The χ2 test was used to assess the differences in the distribution of demographic characteristics between cases and controls. Hardy–Weinberg equilibrium (HWE) was tested by goodness-of-fit χ2 to evaluate the expected distributions of genetic frequency in the controls. The association between SNP and GCa risk was assessed by odds ratio (OR) and 95% confidence intervals (CIs) in heterozygous (CT vs TT), homozygous (CC vs TT),dominant (CT+CC vs TT), recessive (CC vs CT+TT), respectively. OR values were calculated by univariate and multivariate logistic regression models. Moreover, logistic regression tests for each genetic model were adjusted for age, sex, drinking and smoking status. Furthermore, associations between the PRKAA1 rs13361707 SNP and GCa risk were also stratified by age, sex, smoking or drinking status, and primary tumor site. We applied Bonferroni correction for multiple testing using 0.0038 as significance level. All statistical process above was achieved by SAS software (version 9.1; SAS Institute, Cary, NC)

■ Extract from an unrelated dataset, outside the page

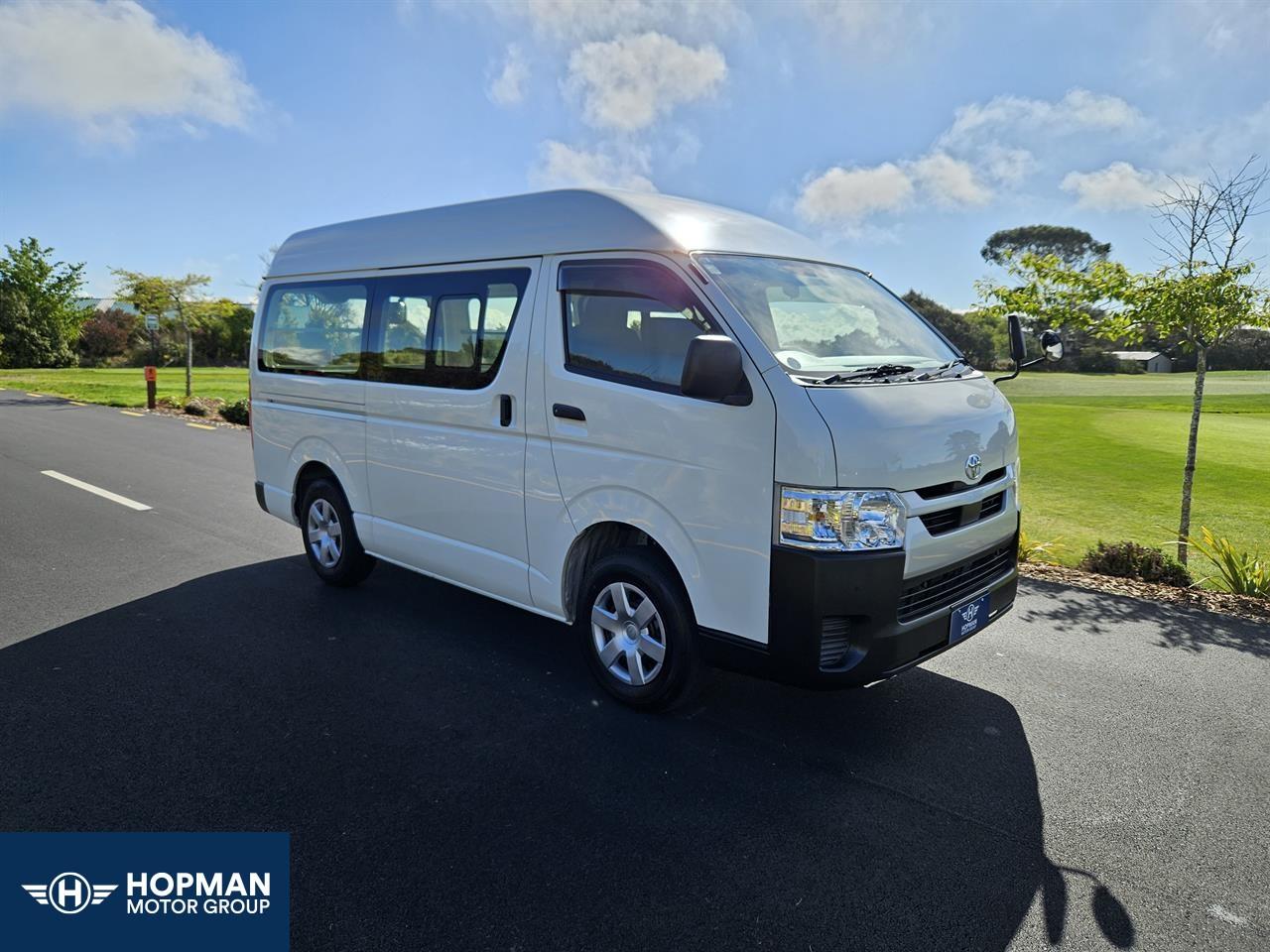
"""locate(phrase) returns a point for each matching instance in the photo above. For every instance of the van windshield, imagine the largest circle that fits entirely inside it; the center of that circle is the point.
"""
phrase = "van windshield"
(822, 320)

To validate our results, we performed a mini meta-analysis with studies searched from Medline, PubMed and Embase. After using the search terms and inclusion and exclusion criteria as described in previous studies [21, 22], all primary reports were carefully reviewed, and the relevant references in these papers were also searched and reviewed by two independent authors. Then, data were retrieved from the reported studies and pooled crude ORs for heterozygous, homozygous, and dominant models were calculated. Heterogeneity between studies was estimated by Chi-square-based Q test. Pooled Ors were calculated by a fixed-effects model or random-effects model, depending on the heterogeneity between searched studies [23]. To validate the stability of the pooled results and to identify the sources of heterogeneity, the leave-one-out sensitive analysis was performed. Publication bias was shown by the funnel plot, in which the asymmetry will be estimated by Egger's liner regression test, where the statistically significant publication bias was tested out, when P < 0.05 determined by the t test as suggested by Egger. All statistical process was achieved by STATA version 10.0 (Stata Corporation, College Station, TX).